Answer 8 · 2022-04-23T11:54:20.000Z

Hi, I have fixed the problem. I notice that resetting operation is important, while tent and cotta are continual, the results seem well, but I have another question, I notice that the hyper-parameter is the same as tent in Imagenet-C, why the reproduced result is worse than that paper?

@HaoYang-219
It seems that you are now able to reproduce our ImageNet results for CoTTA?

TENT results We use the Standard_R50 model from RobustBench for our ImageNet experiments. TENT seems to use something different~(TENT code for ImageNet is not available) as our baseline result does not match. Anyhow, our setup are very different between the two papers. We consider the continual adaptation case, and TENT reset whenever it meets a new domain. Therefore, the results are not directly comparable, especially for ImageNet (because the domain sequence is different).

Answer 9 · 2022-04-23T12:00:36.000Z

Hi, I have fixed the problem. I notice that resetting operation is important, while tent and cotta are continual, the results seem well, but I have another question, I notice that the hyper-parameter is the same as tent in Imagenet-C, why the reproduced result is worse than that paper?

@HaoYang-219 It seems that you are now able to reproduce our ImageNet results for CoTTA?

TENT results We use the Standard_R50 model from RobustBench for our ImageNet experiments. TENT seems to use something different~(TENT code for ImageNet is not available) as our baseline result does not match. Anyhow, our setup are very different between the two papers. We consider the continual adaptation case, and TENT reset whenever it meets a new domain.

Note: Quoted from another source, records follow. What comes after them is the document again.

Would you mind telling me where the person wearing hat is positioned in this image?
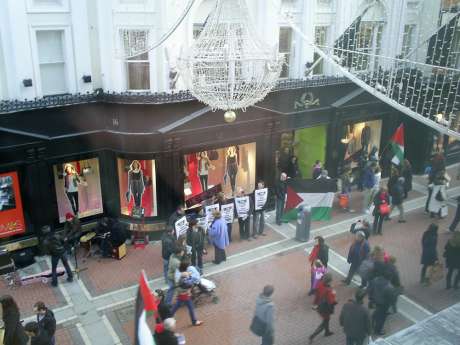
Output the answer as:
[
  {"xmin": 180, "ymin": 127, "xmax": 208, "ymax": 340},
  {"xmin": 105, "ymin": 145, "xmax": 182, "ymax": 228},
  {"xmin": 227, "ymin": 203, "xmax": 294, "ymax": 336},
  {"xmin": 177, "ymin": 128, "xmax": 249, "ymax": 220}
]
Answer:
[
  {"xmin": 209, "ymin": 210, "xmax": 229, "ymax": 265},
  {"xmin": 342, "ymin": 231, "xmax": 370, "ymax": 285},
  {"xmin": 339, "ymin": 289, "xmax": 372, "ymax": 345},
  {"xmin": 449, "ymin": 196, "xmax": 460, "ymax": 232}
]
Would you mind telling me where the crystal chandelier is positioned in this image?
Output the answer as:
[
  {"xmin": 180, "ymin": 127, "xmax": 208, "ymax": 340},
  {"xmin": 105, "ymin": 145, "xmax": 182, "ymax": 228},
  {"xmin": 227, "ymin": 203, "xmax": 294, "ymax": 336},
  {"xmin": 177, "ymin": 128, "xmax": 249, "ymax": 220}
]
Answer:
[{"xmin": 179, "ymin": 0, "xmax": 284, "ymax": 122}]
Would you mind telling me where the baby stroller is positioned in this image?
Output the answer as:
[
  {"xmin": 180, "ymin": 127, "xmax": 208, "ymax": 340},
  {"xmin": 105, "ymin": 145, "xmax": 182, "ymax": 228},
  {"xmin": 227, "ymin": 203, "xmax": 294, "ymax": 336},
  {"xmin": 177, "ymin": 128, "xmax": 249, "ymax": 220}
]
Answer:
[{"xmin": 192, "ymin": 278, "xmax": 219, "ymax": 306}]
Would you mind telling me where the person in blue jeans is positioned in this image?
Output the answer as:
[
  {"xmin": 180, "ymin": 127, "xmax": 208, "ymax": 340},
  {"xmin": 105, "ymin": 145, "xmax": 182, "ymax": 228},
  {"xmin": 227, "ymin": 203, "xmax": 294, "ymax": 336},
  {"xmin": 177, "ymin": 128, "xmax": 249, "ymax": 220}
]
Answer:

Therefore, the results are not directly comparable, especially for ImageNet (because the domain sequence is different).

yes, thanks for your reply

Answer 10 · 2022-04-23T12:13:14.000Z

In case future questions on ImageNet, you can refer to the following CoTTA logs for Table 6. We evaluated the code in this repo for multiple times on several servers. Results shall be around 63.

cotta_logs.tar.gz

Some summary for the discussion:

Our ImageNet setup consider the continual ImageNet adaptation. Reset was never used, the severity level is 5, and the model is Standard_R50 from robustbench.
You can use the eval.py to quickly evaluate the mean error for the 10 sequences. The reported result is the mean over 10 different sequences.

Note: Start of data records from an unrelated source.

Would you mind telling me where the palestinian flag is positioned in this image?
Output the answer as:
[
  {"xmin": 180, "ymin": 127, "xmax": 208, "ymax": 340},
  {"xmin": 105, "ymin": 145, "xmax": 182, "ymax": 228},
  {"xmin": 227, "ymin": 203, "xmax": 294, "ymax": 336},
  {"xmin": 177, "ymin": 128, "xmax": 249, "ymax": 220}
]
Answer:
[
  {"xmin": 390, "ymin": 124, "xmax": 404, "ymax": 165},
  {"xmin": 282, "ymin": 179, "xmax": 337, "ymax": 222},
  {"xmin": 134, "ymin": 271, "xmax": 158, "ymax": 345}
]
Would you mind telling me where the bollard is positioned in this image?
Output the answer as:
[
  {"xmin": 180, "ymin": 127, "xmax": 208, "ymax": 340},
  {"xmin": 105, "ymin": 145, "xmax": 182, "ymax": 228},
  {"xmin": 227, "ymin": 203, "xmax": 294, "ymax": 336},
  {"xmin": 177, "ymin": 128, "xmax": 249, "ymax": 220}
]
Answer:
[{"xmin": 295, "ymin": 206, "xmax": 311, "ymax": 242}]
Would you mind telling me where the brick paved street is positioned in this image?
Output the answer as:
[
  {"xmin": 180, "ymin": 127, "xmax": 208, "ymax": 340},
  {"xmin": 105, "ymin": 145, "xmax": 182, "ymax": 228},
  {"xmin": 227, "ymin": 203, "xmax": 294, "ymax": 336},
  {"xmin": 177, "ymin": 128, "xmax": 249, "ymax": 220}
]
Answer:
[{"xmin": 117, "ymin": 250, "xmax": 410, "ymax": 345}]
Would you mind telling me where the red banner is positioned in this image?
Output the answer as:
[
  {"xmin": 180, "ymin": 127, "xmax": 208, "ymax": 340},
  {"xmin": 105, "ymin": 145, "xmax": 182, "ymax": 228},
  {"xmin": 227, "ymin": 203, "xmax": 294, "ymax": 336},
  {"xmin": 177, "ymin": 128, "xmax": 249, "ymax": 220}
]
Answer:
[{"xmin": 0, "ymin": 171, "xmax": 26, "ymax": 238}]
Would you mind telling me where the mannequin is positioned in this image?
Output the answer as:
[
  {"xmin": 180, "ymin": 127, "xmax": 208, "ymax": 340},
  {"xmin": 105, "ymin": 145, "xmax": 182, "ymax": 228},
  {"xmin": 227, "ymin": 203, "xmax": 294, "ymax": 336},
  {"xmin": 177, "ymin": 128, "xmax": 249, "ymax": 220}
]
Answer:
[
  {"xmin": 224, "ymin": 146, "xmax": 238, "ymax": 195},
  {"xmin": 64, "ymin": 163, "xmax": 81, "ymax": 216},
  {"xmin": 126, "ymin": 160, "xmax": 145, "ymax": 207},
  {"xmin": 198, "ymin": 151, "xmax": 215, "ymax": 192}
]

Answer 11 · 2023-04-11T03:13:15.000Z

@qinenergy hi, I am unable to reproduce the results on ImageNet, could reproduce results on CIFAR-10 and 100. Any suggestions?

My final output is:

read cotta files:
read 10 files.
[79.21333333333332, 83.21866666666668, 79.78, 81.048, 93.33200000000001, 78.82000000000001, 96.352, 84.70266666666666, 77.24, 78.17733333333332]
(83.1884, 6.245348136902469)

Answer 12 · 2023-04-11T07:51:29.000Z

@hasibzunair Hi, thanks for the interest in our work.
Could you send me your log files to my email? I can take a look.
May I ask if you use the same architecture and environment as listed in the repository? You can also compare your log to ours above to see if you find any discrepancy on the setups.

Answer 13 · 2023-04-11T08:14:12.000Z

@qinenergy yup, I ran the code as is. Just changed the batch size, which I also did for CIFAR-100. Running on a NVIDIA 3080Ti GPU with CUDA 11. Attached are the logs in a folder:

output.zip

Answer 14 · 2023-04-11T08:25:28.000Z

Hi, I think you changed the batchsize aggressively.
Changing from 64 to 16 would definitely require you to re-tune the hyperparameters, at least for the learning rate.

Please use 64 as in our experiments to reproduce the experiments, thanks.

Answer 15 · 2023-04-11T08:58:11.000Z

Thanks for the suggestion! Will do that.